Mar 12, 2025

Commodity closing markets recap

Posted Mar 12, 2025 8:59 PM

GRAINS:

May corn closed down 9 1/2 cents and July corn was down 9 1/2 cents. May soybeans closed down 10 3/4 cents and July soybeans were down 10 cents. May KC wheat closed up 1 cents, May Chicago wheat was down 2 3/4 cents, May Minneapolis wheat was down 3 cents.

USDA reports can have a tendency to be what the viewer makes them, meaning if one looks hard enough the bearish trader can find bearish aspects and the bullish trader can find bullish aspects in line with their own market bias. It is then the market's job to sort out the tug of war between the two sides. Tuesday's WASDE was perhaps no better example of this, as despite fairly benign estimates from the USDA which didn't really offer any new insights to the market, corn and soy futures have plunged to double-digit losses since the release.

It sure seems now that bullish traders who already had their confidence shaken by the late February selloff, were needing much more obviously bullish adjustments from the USDA to continue their buying spree at least in the short term. The bottom line is that the fundamental outlook for U.S. row crops is pretty much the same today as it was Tuesday morning, with the exception of perhaps wheat which did receive a more bearish forecast for old crop. It will be interesting to with all three commodities nearing long-term support points, if traders choose to shrug off Tuesday's report and search for bargain buying opportunities.

LIVESTOCK:

Upon seeing the equity markets trading higher and the continued support of stronger boxed beef prices, the live cattle complex is back in action trading higher into Wednesday's close.
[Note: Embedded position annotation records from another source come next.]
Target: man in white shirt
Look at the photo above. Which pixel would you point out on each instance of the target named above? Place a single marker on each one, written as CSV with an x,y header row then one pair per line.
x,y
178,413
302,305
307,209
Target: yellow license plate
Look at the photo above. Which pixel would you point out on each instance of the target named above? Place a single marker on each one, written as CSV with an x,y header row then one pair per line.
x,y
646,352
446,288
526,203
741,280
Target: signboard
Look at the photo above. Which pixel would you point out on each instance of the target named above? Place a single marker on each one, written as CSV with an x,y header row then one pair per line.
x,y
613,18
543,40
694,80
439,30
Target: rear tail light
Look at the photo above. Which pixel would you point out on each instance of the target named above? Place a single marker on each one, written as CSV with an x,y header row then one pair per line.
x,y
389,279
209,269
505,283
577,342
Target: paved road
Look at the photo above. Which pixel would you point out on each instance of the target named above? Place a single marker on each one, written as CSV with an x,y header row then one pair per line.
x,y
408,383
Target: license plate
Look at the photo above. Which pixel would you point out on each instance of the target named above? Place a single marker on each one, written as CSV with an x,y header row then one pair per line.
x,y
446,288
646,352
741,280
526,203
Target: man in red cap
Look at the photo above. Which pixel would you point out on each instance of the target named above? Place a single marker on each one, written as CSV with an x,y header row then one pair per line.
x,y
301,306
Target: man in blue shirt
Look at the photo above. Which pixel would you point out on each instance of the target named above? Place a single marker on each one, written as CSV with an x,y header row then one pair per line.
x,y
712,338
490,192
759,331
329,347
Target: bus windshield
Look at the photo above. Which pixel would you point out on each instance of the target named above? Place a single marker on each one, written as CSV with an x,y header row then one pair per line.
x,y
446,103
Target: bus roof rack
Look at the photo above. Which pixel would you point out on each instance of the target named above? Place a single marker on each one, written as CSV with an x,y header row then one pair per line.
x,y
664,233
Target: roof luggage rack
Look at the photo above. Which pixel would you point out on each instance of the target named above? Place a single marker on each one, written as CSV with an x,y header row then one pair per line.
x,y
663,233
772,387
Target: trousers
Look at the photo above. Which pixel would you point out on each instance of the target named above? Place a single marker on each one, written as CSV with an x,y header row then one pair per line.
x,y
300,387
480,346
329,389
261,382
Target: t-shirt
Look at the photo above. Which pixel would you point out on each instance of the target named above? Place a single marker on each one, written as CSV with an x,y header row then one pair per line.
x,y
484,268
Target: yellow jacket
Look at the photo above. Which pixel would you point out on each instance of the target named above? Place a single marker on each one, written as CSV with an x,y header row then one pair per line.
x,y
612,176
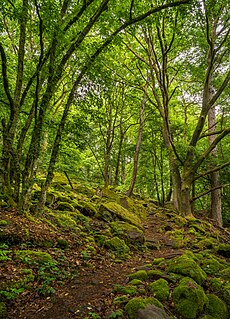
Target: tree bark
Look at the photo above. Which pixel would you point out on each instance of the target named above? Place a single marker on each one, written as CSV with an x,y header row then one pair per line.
x,y
139,138
216,202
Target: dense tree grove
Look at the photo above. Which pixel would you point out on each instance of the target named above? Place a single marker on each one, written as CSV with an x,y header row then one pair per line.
x,y
126,94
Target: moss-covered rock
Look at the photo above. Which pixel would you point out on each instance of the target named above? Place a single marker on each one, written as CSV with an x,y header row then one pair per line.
x,y
216,284
3,222
152,312
189,298
186,266
120,300
136,282
64,220
154,274
62,243
130,233
225,273
138,303
210,265
216,307
223,250
207,243
160,289
3,310
117,245
87,209
65,206
157,261
112,212
31,256
140,274
227,293
126,290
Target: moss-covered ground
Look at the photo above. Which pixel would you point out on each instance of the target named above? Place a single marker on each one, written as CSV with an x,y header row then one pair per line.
x,y
99,254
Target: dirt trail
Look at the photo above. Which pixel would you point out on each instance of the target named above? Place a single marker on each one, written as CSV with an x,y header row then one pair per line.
x,y
92,290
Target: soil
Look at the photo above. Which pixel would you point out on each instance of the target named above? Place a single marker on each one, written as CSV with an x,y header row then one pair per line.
x,y
90,292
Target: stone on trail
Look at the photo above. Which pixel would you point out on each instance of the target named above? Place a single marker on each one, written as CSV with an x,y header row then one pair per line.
x,y
152,312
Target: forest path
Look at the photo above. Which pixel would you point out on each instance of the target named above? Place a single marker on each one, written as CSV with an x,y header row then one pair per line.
x,y
92,290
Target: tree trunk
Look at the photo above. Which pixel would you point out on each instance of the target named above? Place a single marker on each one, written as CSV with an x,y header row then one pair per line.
x,y
139,138
216,203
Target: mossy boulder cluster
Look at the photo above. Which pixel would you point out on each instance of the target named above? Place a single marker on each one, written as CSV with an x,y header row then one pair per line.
x,y
186,288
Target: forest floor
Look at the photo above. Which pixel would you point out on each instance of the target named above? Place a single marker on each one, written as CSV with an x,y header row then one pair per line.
x,y
90,293
53,266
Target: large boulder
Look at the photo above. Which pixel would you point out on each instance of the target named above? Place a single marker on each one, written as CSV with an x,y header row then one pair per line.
x,y
189,298
216,307
117,245
130,233
160,289
152,312
186,266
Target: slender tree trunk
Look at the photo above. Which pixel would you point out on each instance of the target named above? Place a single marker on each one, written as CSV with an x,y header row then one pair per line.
x,y
139,138
216,203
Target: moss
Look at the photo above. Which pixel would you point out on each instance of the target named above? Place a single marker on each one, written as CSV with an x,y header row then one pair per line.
x,y
31,256
154,274
64,220
189,298
186,266
136,282
3,310
225,273
207,243
216,307
117,245
216,284
3,222
112,211
135,304
120,299
211,265
62,243
130,233
101,239
223,250
226,291
160,289
65,206
29,276
127,290
140,274
157,261
87,209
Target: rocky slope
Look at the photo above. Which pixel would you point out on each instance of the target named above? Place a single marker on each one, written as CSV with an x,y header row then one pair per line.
x,y
95,253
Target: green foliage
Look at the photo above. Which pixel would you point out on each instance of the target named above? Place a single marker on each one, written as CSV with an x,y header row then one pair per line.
x,y
3,310
189,298
160,289
186,266
216,307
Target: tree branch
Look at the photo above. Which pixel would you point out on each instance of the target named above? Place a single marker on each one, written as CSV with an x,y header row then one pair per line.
x,y
217,168
208,191
5,78
209,149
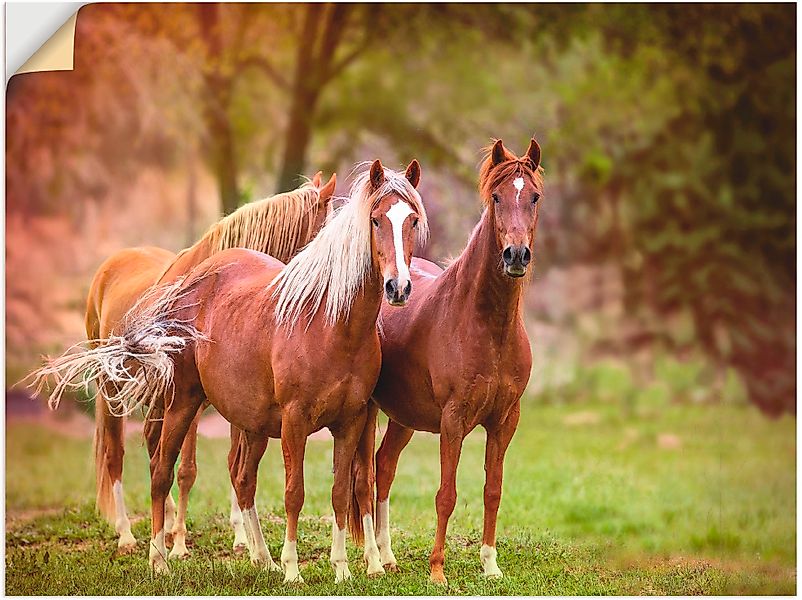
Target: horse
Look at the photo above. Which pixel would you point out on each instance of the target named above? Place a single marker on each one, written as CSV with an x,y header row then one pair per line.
x,y
458,356
283,351
280,226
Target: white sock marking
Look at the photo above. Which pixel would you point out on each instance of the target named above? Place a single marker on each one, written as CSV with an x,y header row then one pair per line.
x,y
519,185
487,556
289,560
338,557
157,556
383,533
237,523
371,548
397,214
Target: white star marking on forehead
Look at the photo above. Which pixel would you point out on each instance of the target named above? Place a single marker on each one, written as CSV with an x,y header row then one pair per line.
x,y
518,184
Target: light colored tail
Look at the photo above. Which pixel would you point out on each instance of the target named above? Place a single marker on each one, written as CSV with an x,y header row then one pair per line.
x,y
104,500
131,367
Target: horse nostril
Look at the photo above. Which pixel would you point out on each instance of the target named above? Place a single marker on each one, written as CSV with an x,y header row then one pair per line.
x,y
526,256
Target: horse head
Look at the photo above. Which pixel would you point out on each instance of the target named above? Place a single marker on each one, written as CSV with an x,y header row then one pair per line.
x,y
511,187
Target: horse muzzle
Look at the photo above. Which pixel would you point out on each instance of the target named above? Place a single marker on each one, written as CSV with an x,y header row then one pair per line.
x,y
516,258
395,295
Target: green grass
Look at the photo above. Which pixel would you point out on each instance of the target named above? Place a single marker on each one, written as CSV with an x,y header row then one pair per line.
x,y
592,505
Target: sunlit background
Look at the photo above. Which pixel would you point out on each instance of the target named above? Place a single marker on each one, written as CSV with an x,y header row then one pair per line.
x,y
665,256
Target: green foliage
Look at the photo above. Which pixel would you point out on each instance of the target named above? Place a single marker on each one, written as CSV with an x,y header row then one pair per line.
x,y
600,505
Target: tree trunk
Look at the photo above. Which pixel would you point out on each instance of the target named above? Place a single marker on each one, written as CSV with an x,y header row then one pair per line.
x,y
296,142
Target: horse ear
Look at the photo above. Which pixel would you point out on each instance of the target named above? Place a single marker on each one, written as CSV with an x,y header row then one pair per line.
x,y
498,153
327,191
376,174
533,153
413,173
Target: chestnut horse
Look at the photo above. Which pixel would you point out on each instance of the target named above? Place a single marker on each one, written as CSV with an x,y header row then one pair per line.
x,y
458,356
280,225
283,351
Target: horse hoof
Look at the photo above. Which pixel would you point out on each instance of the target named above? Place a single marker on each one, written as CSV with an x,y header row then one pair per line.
x,y
125,549
376,572
438,578
179,553
342,575
159,566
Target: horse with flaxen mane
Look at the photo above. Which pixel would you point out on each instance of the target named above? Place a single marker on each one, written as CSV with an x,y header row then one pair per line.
x,y
280,226
282,351
458,356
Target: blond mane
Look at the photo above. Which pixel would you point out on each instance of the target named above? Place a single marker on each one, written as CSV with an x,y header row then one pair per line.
x,y
336,262
278,225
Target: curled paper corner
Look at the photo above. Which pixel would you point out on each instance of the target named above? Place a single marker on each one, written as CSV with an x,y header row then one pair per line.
x,y
57,53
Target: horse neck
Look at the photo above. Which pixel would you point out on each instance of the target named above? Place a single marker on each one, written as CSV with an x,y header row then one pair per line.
x,y
364,309
480,285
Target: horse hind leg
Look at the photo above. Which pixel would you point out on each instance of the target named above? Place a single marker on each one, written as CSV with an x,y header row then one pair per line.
x,y
236,519
293,447
243,477
164,453
395,440
187,473
109,445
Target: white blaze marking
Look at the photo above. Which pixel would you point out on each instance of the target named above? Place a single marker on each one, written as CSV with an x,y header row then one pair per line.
x,y
397,214
519,185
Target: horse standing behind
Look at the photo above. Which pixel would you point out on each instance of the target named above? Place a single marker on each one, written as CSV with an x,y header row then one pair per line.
x,y
285,351
458,356
280,225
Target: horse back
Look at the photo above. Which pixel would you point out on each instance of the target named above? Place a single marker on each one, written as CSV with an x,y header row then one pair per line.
x,y
118,283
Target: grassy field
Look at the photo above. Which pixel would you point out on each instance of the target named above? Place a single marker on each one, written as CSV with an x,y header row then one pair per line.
x,y
680,500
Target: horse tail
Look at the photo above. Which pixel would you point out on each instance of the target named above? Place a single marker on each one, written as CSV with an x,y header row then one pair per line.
x,y
131,367
104,500
363,480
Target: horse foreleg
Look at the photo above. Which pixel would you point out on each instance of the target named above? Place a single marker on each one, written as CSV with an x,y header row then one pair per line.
x,y
395,440
177,421
236,519
187,473
498,439
244,481
363,493
293,447
346,439
451,436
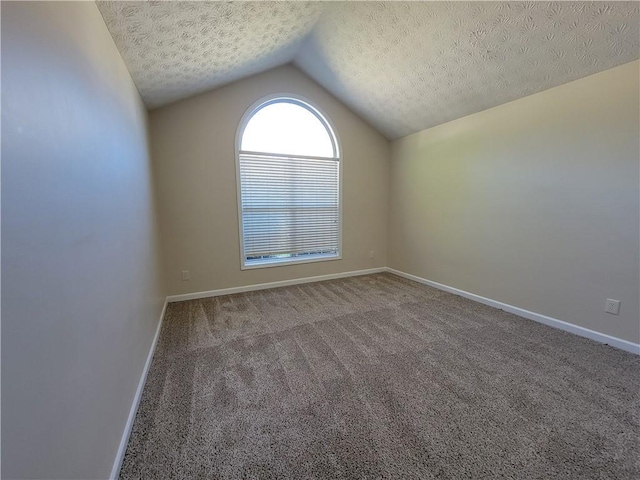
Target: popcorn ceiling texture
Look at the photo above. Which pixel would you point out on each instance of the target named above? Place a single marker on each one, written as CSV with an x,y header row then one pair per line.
x,y
378,377
177,49
402,66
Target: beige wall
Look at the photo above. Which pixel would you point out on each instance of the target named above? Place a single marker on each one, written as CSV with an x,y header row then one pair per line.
x,y
80,293
193,149
534,203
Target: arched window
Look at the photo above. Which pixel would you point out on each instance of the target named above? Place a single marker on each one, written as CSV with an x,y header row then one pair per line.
x,y
288,168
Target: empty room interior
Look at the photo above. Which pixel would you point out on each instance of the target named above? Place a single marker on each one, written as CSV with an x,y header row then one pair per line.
x,y
320,240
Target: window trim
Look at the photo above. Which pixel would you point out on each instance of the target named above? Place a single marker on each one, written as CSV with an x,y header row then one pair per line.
x,y
337,147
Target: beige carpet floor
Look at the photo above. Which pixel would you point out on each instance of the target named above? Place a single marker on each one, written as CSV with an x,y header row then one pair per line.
x,y
379,377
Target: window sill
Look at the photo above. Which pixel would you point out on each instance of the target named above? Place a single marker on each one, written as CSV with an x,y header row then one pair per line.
x,y
283,262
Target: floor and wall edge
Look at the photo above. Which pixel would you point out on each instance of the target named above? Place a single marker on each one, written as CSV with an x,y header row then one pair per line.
x,y
536,317
550,321
124,441
264,286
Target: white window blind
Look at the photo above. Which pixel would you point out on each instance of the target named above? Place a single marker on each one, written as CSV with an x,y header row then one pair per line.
x,y
288,168
290,206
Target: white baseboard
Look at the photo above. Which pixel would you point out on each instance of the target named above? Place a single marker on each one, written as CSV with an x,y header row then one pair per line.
x,y
536,317
124,441
264,286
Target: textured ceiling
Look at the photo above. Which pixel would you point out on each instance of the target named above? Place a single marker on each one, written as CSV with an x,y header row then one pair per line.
x,y
177,49
403,66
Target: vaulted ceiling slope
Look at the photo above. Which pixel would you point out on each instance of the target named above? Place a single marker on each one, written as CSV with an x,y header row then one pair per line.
x,y
402,66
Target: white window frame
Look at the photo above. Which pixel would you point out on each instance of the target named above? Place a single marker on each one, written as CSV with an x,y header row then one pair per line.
x,y
324,119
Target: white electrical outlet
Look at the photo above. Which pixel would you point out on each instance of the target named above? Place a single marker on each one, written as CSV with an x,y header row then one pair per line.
x,y
612,306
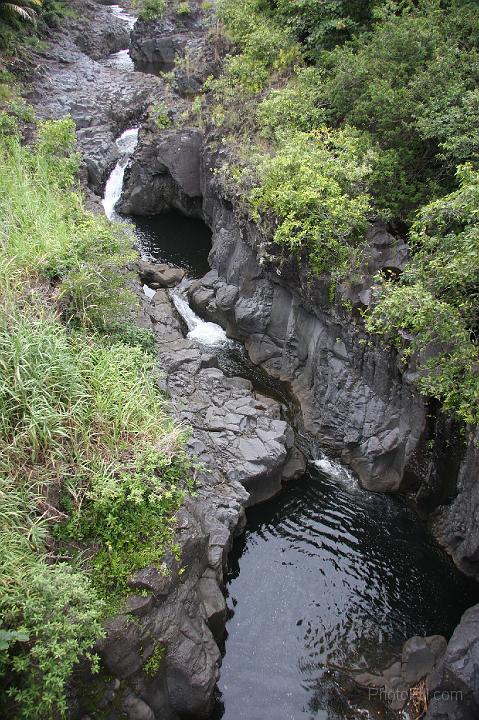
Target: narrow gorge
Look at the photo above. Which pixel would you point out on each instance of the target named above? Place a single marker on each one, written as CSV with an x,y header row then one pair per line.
x,y
326,564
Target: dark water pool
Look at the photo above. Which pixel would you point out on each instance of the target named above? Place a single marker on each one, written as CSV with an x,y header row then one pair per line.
x,y
325,578
176,239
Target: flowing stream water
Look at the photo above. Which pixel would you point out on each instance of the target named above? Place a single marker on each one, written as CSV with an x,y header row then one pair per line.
x,y
327,578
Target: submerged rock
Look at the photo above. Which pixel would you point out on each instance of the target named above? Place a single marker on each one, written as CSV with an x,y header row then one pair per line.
x,y
158,275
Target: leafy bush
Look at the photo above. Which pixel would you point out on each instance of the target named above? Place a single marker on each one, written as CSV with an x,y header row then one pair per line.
x,y
80,419
160,116
322,25
150,9
57,618
433,311
316,185
296,106
265,46
183,8
382,83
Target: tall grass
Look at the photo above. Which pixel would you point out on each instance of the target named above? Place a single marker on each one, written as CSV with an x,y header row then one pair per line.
x,y
89,455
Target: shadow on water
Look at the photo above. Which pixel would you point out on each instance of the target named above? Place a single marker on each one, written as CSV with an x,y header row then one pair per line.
x,y
328,577
176,239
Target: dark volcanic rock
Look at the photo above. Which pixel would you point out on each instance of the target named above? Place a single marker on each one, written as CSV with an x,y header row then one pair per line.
x,y
454,687
457,525
150,187
103,100
159,275
184,43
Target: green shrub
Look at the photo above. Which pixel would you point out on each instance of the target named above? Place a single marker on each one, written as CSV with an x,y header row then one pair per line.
x,y
160,116
293,107
58,618
150,9
432,313
80,419
316,186
183,8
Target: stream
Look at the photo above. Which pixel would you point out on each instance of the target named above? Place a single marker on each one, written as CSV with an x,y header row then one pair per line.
x,y
326,576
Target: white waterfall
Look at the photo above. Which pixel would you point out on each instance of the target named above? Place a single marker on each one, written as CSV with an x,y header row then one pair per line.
x,y
126,144
336,470
121,13
203,332
120,60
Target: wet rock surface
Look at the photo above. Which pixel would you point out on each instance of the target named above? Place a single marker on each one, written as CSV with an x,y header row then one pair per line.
x,y
245,448
420,659
454,686
103,100
165,175
182,42
353,397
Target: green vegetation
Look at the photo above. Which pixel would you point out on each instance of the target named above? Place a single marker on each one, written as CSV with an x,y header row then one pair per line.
x,y
339,113
159,115
183,8
92,467
154,662
432,311
316,186
20,10
23,21
150,9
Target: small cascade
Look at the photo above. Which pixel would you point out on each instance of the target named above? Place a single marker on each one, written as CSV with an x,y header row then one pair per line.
x,y
120,60
126,144
121,13
334,469
206,333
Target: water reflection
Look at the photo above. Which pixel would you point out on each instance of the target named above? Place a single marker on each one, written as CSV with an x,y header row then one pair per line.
x,y
175,239
331,579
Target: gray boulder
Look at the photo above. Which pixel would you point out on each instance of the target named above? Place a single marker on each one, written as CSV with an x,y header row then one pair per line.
x,y
454,688
158,275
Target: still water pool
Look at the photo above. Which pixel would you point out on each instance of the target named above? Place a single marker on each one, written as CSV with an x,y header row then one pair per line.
x,y
328,578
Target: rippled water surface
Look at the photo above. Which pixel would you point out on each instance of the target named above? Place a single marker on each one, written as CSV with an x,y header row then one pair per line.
x,y
176,239
328,577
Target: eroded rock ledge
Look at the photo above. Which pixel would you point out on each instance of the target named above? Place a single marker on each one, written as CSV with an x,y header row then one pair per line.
x,y
247,450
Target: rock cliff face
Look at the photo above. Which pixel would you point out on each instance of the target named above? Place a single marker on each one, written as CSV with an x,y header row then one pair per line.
x,y
103,100
177,613
355,398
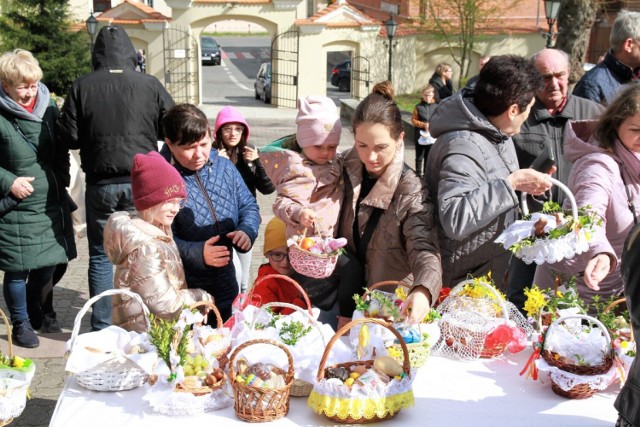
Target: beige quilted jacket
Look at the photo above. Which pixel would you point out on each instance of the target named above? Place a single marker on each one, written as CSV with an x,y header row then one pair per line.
x,y
147,263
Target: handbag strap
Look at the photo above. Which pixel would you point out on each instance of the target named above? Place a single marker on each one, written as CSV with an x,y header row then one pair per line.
x,y
630,203
363,242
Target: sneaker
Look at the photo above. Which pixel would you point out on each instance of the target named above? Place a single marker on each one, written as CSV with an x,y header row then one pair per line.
x,y
34,311
50,324
23,335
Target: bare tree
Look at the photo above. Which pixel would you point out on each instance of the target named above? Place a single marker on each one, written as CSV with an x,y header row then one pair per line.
x,y
461,23
575,21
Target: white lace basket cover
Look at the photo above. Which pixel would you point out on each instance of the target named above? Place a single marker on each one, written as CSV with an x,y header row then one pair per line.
x,y
466,322
14,384
544,249
112,369
568,380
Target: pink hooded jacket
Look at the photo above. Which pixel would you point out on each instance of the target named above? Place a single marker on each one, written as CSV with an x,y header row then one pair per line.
x,y
230,115
596,180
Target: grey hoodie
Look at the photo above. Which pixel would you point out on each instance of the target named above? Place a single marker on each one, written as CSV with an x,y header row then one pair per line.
x,y
466,175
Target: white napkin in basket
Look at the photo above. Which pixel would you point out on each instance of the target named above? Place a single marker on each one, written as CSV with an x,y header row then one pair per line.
x,y
93,348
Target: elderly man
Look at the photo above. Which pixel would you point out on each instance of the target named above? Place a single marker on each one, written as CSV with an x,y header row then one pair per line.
x,y
620,64
545,127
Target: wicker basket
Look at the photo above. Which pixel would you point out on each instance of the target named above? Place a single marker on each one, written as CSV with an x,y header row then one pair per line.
x,y
449,330
383,410
118,373
12,401
317,266
299,388
627,335
580,391
565,246
259,405
223,357
418,352
286,279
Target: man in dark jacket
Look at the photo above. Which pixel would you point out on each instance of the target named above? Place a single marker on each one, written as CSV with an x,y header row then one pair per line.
x,y
620,65
111,115
627,401
544,130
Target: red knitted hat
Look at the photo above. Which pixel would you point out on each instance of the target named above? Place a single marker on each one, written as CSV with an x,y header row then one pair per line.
x,y
154,181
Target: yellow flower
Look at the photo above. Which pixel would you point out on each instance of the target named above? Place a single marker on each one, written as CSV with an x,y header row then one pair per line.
x,y
535,302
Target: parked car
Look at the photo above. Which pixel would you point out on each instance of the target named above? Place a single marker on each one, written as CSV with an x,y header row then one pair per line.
x,y
210,51
341,76
262,84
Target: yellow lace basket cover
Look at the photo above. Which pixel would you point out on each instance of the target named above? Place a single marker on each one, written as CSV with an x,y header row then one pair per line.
x,y
340,404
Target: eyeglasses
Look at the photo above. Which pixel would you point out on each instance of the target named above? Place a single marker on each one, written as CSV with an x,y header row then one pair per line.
x,y
181,203
227,130
277,256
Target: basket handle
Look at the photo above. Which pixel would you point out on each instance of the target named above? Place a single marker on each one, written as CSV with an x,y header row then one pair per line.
x,y
109,292
590,319
385,283
406,364
574,207
8,326
287,279
293,307
503,306
237,350
210,306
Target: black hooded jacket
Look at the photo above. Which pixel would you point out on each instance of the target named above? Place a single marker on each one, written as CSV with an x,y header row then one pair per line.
x,y
114,112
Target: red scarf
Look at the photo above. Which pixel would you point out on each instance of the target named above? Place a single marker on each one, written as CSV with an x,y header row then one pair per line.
x,y
31,105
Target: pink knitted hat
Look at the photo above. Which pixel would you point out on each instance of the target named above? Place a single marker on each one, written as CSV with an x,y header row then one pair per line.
x,y
318,122
154,181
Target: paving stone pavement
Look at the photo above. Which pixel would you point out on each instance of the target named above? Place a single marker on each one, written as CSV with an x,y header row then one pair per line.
x,y
72,292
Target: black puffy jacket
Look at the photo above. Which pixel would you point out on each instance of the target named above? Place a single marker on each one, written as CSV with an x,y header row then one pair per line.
x,y
114,112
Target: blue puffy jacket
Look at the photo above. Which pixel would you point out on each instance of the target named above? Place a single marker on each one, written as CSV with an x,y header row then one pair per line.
x,y
218,202
602,82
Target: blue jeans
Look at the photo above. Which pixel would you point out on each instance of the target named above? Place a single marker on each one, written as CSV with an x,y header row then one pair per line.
x,y
15,289
101,201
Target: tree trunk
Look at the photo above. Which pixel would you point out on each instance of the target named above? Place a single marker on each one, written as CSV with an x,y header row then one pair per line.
x,y
574,28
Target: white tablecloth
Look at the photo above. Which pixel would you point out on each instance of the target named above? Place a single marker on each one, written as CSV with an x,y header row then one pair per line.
x,y
479,393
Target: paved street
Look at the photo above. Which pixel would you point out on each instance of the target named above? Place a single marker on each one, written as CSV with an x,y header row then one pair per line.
x,y
267,124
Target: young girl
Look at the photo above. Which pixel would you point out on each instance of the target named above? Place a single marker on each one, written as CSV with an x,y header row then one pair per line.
x,y
388,216
146,257
308,178
277,252
231,140
421,117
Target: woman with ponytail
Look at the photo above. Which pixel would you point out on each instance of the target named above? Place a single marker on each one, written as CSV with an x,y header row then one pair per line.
x,y
387,214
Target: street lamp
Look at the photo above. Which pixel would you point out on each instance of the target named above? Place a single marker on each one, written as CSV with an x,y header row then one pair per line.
x,y
551,9
92,27
391,26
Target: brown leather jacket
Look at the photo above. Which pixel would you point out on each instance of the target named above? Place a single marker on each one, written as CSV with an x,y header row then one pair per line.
x,y
404,244
148,263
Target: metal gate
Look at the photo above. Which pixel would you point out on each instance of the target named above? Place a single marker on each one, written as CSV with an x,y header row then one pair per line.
x,y
181,65
284,69
360,77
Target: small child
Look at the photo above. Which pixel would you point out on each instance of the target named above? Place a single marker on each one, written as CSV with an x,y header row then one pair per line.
x,y
421,119
146,257
276,250
307,174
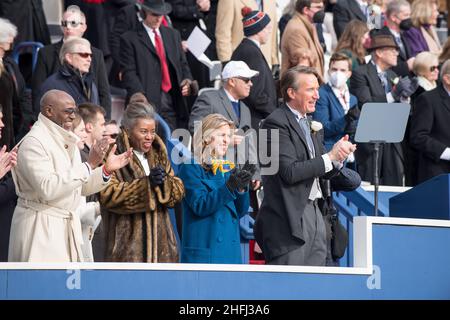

The timing of the market's higher climb is ideal for the cash cattle complex too as some early bids have surfaced in the South at $200, but feedlot managers aren't impressed with the packer's attempt to get cattle bought at those levels. With asking prices firm in the South at $202 plus, the board now trading higher and boxed beef prices holding strong, feedlot managers are likely going to hold out until later in the week in hopes of stronger cash prices.

The market's resistance at $278.00 didn't seem to stand a chance at holding the feeder cattle complex back Wednesday as the contracts traded $2.00 to $3.00 higher. As always when the market breaks through a critical resistance plane, it will be important to see if traders keep the market's momentum, and if they can, what they elect to do on Thursday. But so long as the market's fundamentals remain supportive, traders may be able to maintain their bullishness.

The lean hog complex traded mixed as traders aren't pleased with the fact that morning pork cutout values were lower. As the market chops merely sideways (seeming to wait for demand to perk back up) traders are pressuring the spot April contract while they let the rest of the nearby contracts trading just mildly higher.